With 1,500 contributors and counting from 70 counties, Wikitongues already plays a major role in this movement. Founded in 2014 by Bögre Udell and his college roommate, Frederico Andrade, the New York-based nonprofit began as an open internet archive of every language in the world. Over 400 languages and dialects have been documented to date on Wikitongues You Tube channel, and the group is helping to lead UNESCO’s 2019 International Year of Indigenous Languages.

Contributors on You Tube include María, who speaks Guarani, which in Paraguay shares co-official status with Spanish; Roanne, who speaks Apsáalooke, the language used by roughly 4,000 people of the Crow Nation in southeastern Montana; and Isso, who speaks Lemerig, an Oceanic language that has only a few remaining speakers on Vanua Lava in Vanuatu.

“Although we started as an archival project, we quickly realized we were serving a different purpose,” says Bögre Udell. “People are asking, ‘What can I do to save my language?’ We are here to help people protect and grow their languages and to sustain the communities that speak them.”

Different languages have different needs, and Wikitongues sees itself as a doorway to a range of revitalization strategies. A language that still has thousands of speakers needs to document grammar and capture vocabulary. At the other end of the spectrum, a language truly on the brink of extinction needs a plan for engaging young people and creating social media content.

Wikitongues Co-founder Daniel Bögre Udell ES’08

“We’re not aiming to replace formal linguistics,” Bögre Udell explains. “Our advisory board includes renowned linguists. But there are 6,000 to 8,000 languages estimated to exist around the globe. There simply aren’t enough linguists to work with every language. That’s our mission: to bridge the gaps. We’re about equalizing access to language reclamation. Everyone has the right to their own language, their own culture.”

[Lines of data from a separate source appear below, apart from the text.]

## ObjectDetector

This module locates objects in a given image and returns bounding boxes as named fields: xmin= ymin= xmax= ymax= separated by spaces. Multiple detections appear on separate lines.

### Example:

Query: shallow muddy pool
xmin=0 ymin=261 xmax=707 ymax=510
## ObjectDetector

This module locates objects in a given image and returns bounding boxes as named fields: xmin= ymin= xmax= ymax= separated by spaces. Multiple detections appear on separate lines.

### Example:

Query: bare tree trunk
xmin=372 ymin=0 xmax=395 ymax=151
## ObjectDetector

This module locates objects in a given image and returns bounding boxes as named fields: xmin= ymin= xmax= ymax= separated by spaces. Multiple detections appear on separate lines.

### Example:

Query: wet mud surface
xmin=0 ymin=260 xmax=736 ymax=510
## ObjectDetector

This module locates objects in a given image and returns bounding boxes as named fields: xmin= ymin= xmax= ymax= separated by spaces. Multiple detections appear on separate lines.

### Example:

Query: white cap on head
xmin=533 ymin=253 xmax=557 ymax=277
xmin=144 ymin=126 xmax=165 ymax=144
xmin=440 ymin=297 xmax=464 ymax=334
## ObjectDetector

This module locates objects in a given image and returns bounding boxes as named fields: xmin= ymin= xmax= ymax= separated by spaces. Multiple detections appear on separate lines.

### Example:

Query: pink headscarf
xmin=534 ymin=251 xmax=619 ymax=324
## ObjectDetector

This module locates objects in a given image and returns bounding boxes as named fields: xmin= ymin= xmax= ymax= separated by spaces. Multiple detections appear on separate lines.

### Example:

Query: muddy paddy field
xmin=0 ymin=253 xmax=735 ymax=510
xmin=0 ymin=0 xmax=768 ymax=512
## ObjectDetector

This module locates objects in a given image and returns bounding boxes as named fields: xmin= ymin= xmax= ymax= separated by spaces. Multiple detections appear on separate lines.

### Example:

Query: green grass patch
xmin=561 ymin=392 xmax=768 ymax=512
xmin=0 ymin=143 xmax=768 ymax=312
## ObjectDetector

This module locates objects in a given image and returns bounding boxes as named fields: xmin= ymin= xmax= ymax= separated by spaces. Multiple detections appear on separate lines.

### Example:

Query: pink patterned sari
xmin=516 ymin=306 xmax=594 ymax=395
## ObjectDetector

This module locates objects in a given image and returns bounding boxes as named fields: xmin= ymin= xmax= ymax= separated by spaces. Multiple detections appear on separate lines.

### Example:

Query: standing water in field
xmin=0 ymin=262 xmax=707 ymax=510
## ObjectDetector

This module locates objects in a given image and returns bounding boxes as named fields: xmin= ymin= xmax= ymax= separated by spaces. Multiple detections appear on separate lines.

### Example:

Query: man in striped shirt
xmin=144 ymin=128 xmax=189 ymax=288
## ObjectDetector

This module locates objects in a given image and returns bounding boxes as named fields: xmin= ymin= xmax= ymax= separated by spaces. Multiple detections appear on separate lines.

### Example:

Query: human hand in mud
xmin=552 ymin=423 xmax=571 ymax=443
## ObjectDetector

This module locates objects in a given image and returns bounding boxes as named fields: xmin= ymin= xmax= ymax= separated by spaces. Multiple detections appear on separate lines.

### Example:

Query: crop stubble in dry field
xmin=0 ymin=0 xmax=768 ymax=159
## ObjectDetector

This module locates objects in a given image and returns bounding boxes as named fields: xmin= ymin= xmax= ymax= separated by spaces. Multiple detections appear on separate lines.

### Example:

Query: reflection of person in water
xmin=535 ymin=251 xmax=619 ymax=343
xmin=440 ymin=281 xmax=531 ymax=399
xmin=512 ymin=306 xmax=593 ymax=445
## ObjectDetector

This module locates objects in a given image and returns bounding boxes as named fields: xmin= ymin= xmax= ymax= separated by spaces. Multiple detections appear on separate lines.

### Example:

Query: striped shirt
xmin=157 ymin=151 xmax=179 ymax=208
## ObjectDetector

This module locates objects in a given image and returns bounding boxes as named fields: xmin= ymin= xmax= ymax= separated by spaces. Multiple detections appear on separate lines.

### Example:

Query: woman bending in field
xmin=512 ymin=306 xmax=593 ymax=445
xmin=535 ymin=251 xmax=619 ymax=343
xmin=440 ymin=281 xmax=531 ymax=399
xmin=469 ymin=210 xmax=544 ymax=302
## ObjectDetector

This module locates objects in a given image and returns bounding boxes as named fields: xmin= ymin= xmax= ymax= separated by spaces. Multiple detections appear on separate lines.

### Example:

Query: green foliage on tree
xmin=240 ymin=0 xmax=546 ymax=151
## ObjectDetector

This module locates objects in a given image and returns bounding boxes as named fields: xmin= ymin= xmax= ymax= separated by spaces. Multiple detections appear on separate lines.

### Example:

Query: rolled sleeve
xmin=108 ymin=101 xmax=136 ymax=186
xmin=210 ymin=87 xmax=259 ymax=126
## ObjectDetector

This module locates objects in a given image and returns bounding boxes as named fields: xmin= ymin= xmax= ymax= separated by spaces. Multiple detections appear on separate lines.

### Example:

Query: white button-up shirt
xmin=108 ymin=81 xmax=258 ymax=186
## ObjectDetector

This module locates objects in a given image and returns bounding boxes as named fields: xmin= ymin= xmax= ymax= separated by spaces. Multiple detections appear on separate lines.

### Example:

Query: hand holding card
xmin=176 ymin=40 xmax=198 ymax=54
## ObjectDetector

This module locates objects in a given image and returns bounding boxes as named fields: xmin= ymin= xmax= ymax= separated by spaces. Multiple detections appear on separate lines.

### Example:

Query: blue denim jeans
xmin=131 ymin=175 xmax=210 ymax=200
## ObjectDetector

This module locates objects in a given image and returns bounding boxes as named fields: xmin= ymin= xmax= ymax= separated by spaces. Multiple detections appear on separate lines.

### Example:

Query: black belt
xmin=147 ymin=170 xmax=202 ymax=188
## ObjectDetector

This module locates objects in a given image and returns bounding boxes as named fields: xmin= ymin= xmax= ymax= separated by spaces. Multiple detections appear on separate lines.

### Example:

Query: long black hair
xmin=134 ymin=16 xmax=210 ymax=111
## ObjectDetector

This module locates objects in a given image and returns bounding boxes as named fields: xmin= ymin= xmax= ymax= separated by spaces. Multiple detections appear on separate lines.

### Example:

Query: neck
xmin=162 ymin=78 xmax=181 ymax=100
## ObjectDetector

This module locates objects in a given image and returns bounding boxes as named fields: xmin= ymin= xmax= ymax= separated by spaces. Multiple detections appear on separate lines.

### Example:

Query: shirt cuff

Bögre Udell trances the roots of his interest back to Zaragoza and SYA, where he discovered he had an ear for languages, despite previous difficulties. “After SYA, I firmly believe that most people who think they are ‘bad’ at languages just haven’t had the opportunity to study one constructively,” he says. Through his history class with Álvaro Ávila de le Torre, Bögre Udell discovered Catalan and decided to study both languages at once. “It was very important to me to establish a life in Zaragoza,” he says. “I was close to my host family and made lots of Spanish friends, so I had plenty of people to practice with. For the first time in my life, I was also exposed to how people politicize language and how it relates to other kinds of bias. Many people discouraged me, and one even said, ‘Don’t learn this language. Catalans are terrible.’”

Bögre Udell returned to Hotchkiss eager to find a way back to Spain. He was awarded a grant for off-campus study during his senior spring and used the funds to live in Barcelona while volunteering for the Republican Left of Catalonia, a pro-independence party aligned with the European Free Alliance in Brussels, which advocates for cultural minorities and linguistic rights.The experience cemented his commitment to language diversity. Entering college at the New School, he pursued a combined BA, BFA and MA degree program in design, technology and history. He also discovered his roommate, Andrade, shared a similar passion for languages. For a time, the two considered designing an online platform—something akin to YouTube or Wikipedia—but concluded it would be too expensive to build and maintain. Instead, they decided to harness the power of shared media to forge connections and spark activism across cultures, countries and distances.

“Saving a language is the work of a community,” says Bögre Udell. “It requires a lifetime or more. Wikitongues can’t do that work, but we can ensure that all people have access to their cultural sovereignty. We can amplify these voices. As we do so, we’re defying the assumption that globalization can’t be inclusive.”